Surgeon General Warns Pregnant Women and Teenagers Not to Smoke or
Vape Marijuana

Dr. Jerome Adams, the surgeon general, said they may be unaware of the
health hazards posed by new, professionally grown marijuana crops.

The United States surgeon general on Thursday issued a public warning
that smoking or vaping marijuana is dangerous for pregnant women and
their developing babies.

At a news conference with other top administration health officials,
the surgeon general, Dr. Jerome Adams, said he was concerned that
pregnant women, teenagers and others were unaware of the health
hazards posed by new, professionally grown marijuana crops.
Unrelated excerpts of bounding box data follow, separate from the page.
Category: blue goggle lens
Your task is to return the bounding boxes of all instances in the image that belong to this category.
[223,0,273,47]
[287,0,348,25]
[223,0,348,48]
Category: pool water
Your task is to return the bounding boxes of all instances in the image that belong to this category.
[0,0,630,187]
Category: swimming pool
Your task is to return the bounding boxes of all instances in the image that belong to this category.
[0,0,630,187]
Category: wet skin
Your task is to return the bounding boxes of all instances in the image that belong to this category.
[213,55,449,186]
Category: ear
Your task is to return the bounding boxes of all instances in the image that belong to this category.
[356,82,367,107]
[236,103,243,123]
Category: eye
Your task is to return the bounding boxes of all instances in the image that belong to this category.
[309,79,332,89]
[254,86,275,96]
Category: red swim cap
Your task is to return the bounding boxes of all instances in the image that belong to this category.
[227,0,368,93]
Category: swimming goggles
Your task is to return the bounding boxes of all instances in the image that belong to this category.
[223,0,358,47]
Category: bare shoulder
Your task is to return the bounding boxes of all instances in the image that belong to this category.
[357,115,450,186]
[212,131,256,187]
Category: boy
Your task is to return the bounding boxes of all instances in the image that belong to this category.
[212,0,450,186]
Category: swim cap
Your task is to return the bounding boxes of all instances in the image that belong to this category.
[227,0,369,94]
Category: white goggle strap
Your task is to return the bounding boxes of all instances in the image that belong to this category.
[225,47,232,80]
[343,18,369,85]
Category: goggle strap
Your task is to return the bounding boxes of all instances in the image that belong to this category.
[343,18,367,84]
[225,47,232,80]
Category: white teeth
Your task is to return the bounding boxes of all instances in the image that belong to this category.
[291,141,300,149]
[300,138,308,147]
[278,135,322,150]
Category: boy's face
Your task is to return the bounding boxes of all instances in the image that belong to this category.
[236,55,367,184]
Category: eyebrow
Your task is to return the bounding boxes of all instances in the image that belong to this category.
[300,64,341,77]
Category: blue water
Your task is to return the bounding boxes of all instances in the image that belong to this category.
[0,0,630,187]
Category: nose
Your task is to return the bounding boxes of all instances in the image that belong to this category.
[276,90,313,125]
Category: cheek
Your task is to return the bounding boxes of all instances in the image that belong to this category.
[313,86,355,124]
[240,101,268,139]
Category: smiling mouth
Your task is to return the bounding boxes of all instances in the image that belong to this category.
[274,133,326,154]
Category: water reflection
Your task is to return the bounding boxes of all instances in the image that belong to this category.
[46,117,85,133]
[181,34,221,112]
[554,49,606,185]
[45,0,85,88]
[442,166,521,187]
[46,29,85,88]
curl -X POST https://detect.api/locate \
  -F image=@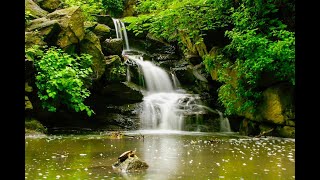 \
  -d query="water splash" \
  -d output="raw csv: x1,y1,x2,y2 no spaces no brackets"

112,18,130,50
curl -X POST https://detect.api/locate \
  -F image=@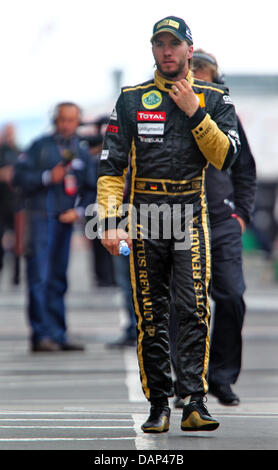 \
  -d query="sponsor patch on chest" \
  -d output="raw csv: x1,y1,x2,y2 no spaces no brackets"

137,123,164,135
137,111,166,122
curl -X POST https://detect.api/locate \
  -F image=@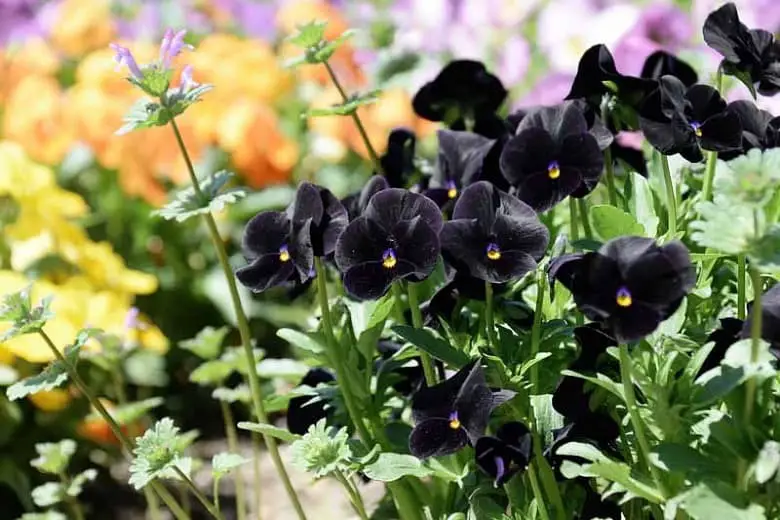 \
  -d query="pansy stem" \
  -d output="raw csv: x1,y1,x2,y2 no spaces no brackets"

485,282,498,352
577,197,593,240
604,146,617,207
569,197,580,242
656,152,677,237
737,253,748,321
171,118,306,520
618,344,667,497
406,282,439,386
323,61,382,175
38,329,190,520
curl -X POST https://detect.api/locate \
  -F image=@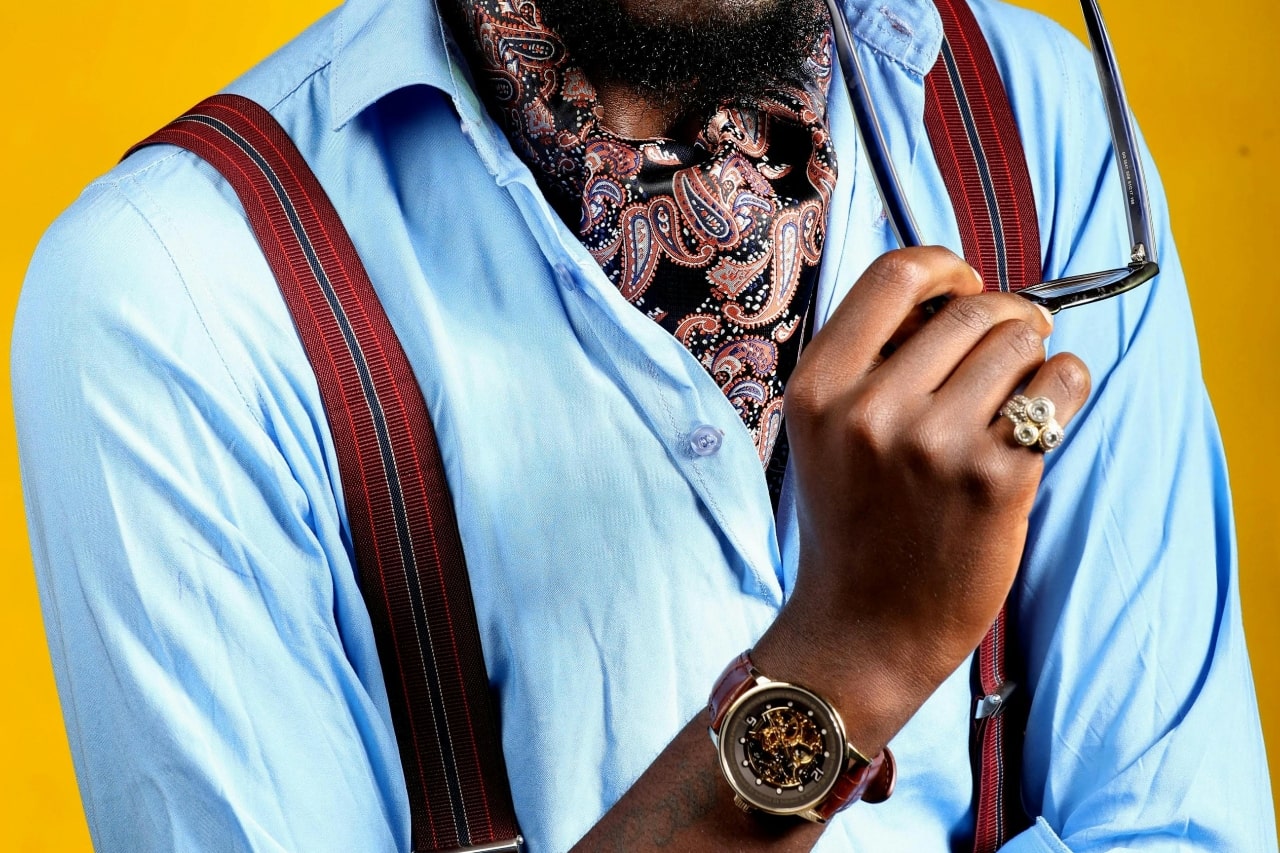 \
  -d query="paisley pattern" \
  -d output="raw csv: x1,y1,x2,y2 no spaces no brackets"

Retail outlets have recommended marijuana use for morning sickness,
the surgeon general's advisory noted. And doctors are concerned that
T.H.C., the high-inducing chemical in marijuana, poses risks for the
developing fetal brain, and that it could be passed to infants through
breast milk.

Dr. Adams described modern marijuana as far more potent than marijuana
produced and sold 20 years ago, with levels of T.H.C. increasing to a
range of 12 percent to 25 percent from 4 percent back then.

Thirty-three states have legalized marijuana in some way, either for
medical or recreational use. Dr. Adams said that this rapid
normalization of marijuana has caused a false sense of safety about
its use.

"The scary truth is that the actual potential for harm has increased,"
he said. "This ain't your mother's marijuana."

Alex M. Azar II, the secretary of health and human services, standing
beside the surgeon general, said that although some state laws have
changed, the federal law has not, nor has the science.

"This is a dangerous drug," Mr. Azar said. "No amount of marijuana use
during pregnancy or adolescence is safe."

The new advisory said that marijuana, or cannabis, is the most
commonly used illicit drug in the United States. The surgeon general's
advisory said that its potentially harmful effects include memory and
motor impairments. The newer, more potent strains, he continued, pose
other risks, including anxiety, agitation, paranoia and psychosis.

Mr. Azar said that President Trump had donated $100,000 to pay for a
digital campaign to make the public aware of the hazards of vaping,
smoking or otherwise using marijuana.

Dr. Elinore F. McCance-Katz, assistant secretary for mental health and
substance use, said she was concerned about the possible correlation
between marijuana use and increased rates of major depression in

"While we cannot say that marijuana is causal of those things, when
you look at the increased trend, it is quite concerning," she said.